The Accidental Auteurist: Octubre
By Andrew Sarris
Two Peruvian brothers, Daniel and Diego Vega are the authors of Octubre, a small deliberate film with a kind of offbeat solemnity. Their first feature, it won the Special Jury Prize in Un Certain Regard at Cannes, and has been compared to recent Argentine and Uruguayan films (specifically, Whisky and The Custodian), as well as being influenced by the likes of Jim Jarmusch and Aki Kaurismäki. The sly, poky shaggy-doggedness of the story revolves around a grim-faced, not-too-amiable moneylender named Clemente (Bruno Odar), who lives and works in a run-down quarter of Lima. The son of a much more prominent and respected moneylender, Clemente conducts his business across a table in the bare storefront of his shabby but orderly bachelor digs. In a series of mordantly comic and visually terse duets, he communicates with his neighbors by lending them small amounts of money in mini-dramas full of embarrassment and jokey anxiety on the part of the borrowers. Clemente is as impassive in his business dealings as he is in his sex life, which consists of perfunctory visits to prostitutes, of the Wham-Bam Gracias Señora variety.
His well-ordered life is irrevocably altered when he comes home one day to find the front door ajar. Immediately suspecting theft, he rushes to his strongbox, but the jewels and money are untouched. Another look around reveals a basket containing a baby, deposited by one of the many hookers he has patronized. What to do with the squalling infant? Clemente finds himself at wit’s end as he scours the city, frantically trying to find the mother. When he considers abandoning the child—it turns out to be a girl—he is told he can either give it up for adoption or be a man and take responsibility for it. (Meanwhile, his geriatric father, in charming counterpoint to his miserly son, is sticking by his lady love, who is now wordless and helpless on a respirator in a local nursing home.)

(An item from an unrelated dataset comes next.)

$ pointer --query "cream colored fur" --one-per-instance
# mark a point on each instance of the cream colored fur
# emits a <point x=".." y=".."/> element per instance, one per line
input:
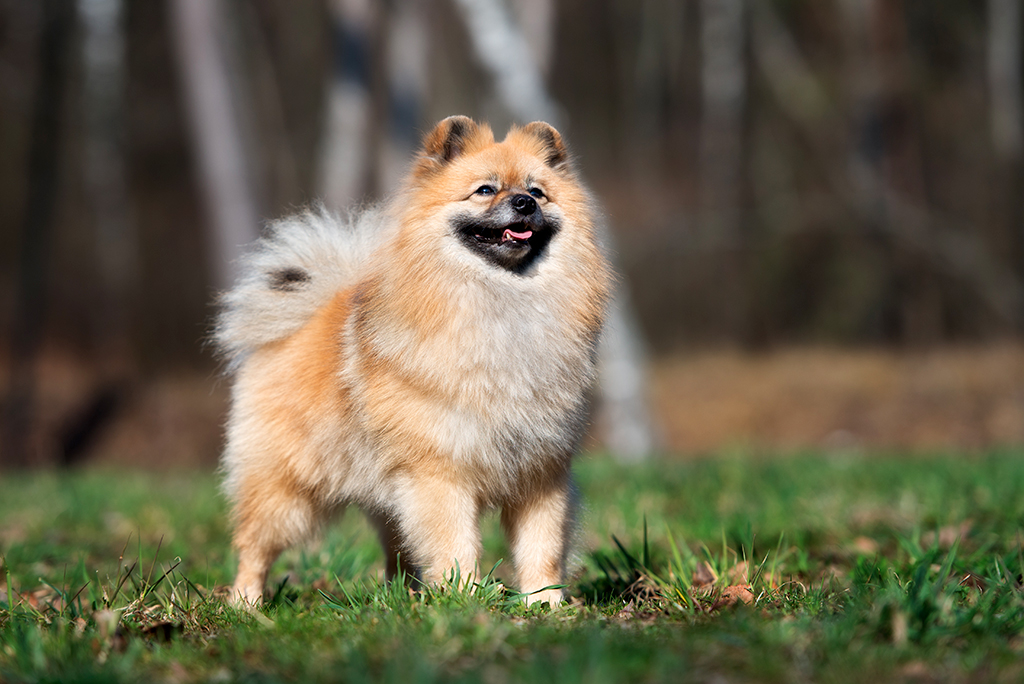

Enter Sofia (Gabriela Velásquez), a very religious spinster neighbor and sometime borrower who knows immediately how to care for the baby—and not incidentally, finds Clemente’s apartment larger and better furnished than her own. She makes herself first valuable, then indispensable, by performing a variety of tasks: cooking, cleaning, interpreting the baby’s cries. She moves in, and eventually allows Clemente to make love to her.
It is October, the “purple month,” when the city lights up with processions celebrating the Lord of Miracles. The movie is punctuated by such demonstrations of worship, and the mysticism and prayers extend to the lottery, an equally important local religion that drives a number of clients to Clemente’s door.
Along with the gravitational pull of these crowds toward some mystical hope, Clemente, too, is drawn stubbornly, grudgingly, almost in spite of himself, into the shared life. First, in an empty boast, he claims to one and all that he has “saved the baby’s life,” but this obvious attempt to redeem himself in the eyes of the community and earn some of the status his father had enjoyed gradually becomes true. And Sofia’s desire for him and the baby becomes the tiny miracle that wears him down, then lifts him up. Not too high, mind you. No hosannas here. If he’s not quite the cheap bastard he has always been, he’s not exactly starting a bucket list either.
There’s a great deal of feeling in the style of the film, attributable to the carefully measured and unsentimental tone, and to the spare cinematography of Fergan Chavez-Ferrer. The subdued lighting, the beautifully muted monochromatic sets, and Odar’s restrained performance give the film its idiosyncratic mixture of dry humor and slow-burn spirituality. Disregarding the signposts of melodrama and true to the low-key idiom and atmosphere of this small working-class neighborhood, the Vega Brothers have made a film that remains somewhat, even proudly, mystifying and opaque. Yet it is through its loving attentiveness to words and silences that the movie draws us closer and closer into its universal theme.